The paper showed that Himmler had acted on a complaint filed by Col. Kurt Becher, the Nazi officer who, in 1944, headed the SS Economic Office at Budapest. It was Becher who had negotiated the infamous “trucks for lives” deal with the late Israel Kastner, a leader of Hungarian Jewry, under which Jews would have “paid” the Nazis trucks and other goods for their lives. While that deal was under way, the court was shown through documents, Eichmann double-crossed his own Nazi apparatus by smuggling 1,500 Hungarian Jews from a camp outside Budapest to the Auschwitz death factory.

Another document showed that SS General Hans Juetner, Himmler’s chief adjutant, was “shocked” by anti-Jewish atrocities he witnessed and by the death march of the Hungarian Jews, Juetner was shown to have tried to ease the situation but was “shunned” by Eichmann.
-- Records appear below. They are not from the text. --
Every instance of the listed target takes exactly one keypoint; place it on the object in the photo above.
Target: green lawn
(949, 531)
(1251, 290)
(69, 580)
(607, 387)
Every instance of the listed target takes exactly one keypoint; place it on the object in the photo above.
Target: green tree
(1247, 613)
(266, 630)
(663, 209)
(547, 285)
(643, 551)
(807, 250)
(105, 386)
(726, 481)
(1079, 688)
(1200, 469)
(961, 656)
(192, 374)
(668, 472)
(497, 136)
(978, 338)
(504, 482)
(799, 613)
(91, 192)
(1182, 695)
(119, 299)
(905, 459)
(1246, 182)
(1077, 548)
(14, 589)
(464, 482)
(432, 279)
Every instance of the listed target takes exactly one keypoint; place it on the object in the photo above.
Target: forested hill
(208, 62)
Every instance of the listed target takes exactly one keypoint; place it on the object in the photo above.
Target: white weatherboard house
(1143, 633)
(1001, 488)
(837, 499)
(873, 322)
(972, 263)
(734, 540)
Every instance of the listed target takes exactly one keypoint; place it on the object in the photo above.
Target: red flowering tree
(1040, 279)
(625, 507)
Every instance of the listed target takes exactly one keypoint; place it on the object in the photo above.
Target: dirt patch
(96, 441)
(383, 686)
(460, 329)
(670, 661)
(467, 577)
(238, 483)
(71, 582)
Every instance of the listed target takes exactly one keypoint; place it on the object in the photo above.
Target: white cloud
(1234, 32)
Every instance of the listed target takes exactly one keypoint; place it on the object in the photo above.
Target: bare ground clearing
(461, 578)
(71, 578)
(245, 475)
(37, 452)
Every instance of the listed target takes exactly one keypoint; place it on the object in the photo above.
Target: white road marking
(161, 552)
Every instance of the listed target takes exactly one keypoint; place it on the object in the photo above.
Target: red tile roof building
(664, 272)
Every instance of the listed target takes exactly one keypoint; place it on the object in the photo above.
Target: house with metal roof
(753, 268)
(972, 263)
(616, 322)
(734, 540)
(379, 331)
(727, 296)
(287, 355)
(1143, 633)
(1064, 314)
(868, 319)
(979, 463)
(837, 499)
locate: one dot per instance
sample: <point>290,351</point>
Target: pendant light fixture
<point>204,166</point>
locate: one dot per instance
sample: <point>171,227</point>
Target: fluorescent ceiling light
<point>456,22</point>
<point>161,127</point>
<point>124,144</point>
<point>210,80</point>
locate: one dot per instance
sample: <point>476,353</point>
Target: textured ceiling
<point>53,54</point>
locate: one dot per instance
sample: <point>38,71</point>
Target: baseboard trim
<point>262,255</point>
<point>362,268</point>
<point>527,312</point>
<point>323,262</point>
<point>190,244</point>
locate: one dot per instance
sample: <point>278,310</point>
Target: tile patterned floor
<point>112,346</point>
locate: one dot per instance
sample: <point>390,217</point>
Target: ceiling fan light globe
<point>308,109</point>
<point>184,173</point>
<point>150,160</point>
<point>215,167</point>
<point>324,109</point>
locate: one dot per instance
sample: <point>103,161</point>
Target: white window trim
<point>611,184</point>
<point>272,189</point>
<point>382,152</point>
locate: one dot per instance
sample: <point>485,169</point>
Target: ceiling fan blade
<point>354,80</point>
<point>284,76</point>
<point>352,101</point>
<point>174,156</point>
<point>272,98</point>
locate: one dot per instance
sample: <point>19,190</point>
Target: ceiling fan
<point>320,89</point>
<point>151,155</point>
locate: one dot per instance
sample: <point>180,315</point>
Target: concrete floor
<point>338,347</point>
Dr. Servatius, chief of Eichmann’s defense, objected to some of the documents and requested of the court that men whose names figured in the papers–Gen. Guetner, Becher and a former Nazi official named Horst Grell–be permitted to testify in the trial here. When Mr. Hausner told the court the men would be subject to prosecution as war criminals if they came here, Justice Landau ordered that they be interrogated in German courts.

At the afternoon session, Mrs. Charlotte Salzberger, a former inmate at the Theresienstadt concentration camp, testified that she saw Eichmann when he visited that camp. She said that she, and four other Jewish women were questioned by Eichmann as to whether they knew anything about the fate of those Jews who were being deported. The Jewish women, she said, feigned ignorance before Eichmann; however, Eichmann warned them if they bruited any news about the fate awaiting deportees “our fate will be the chimney.”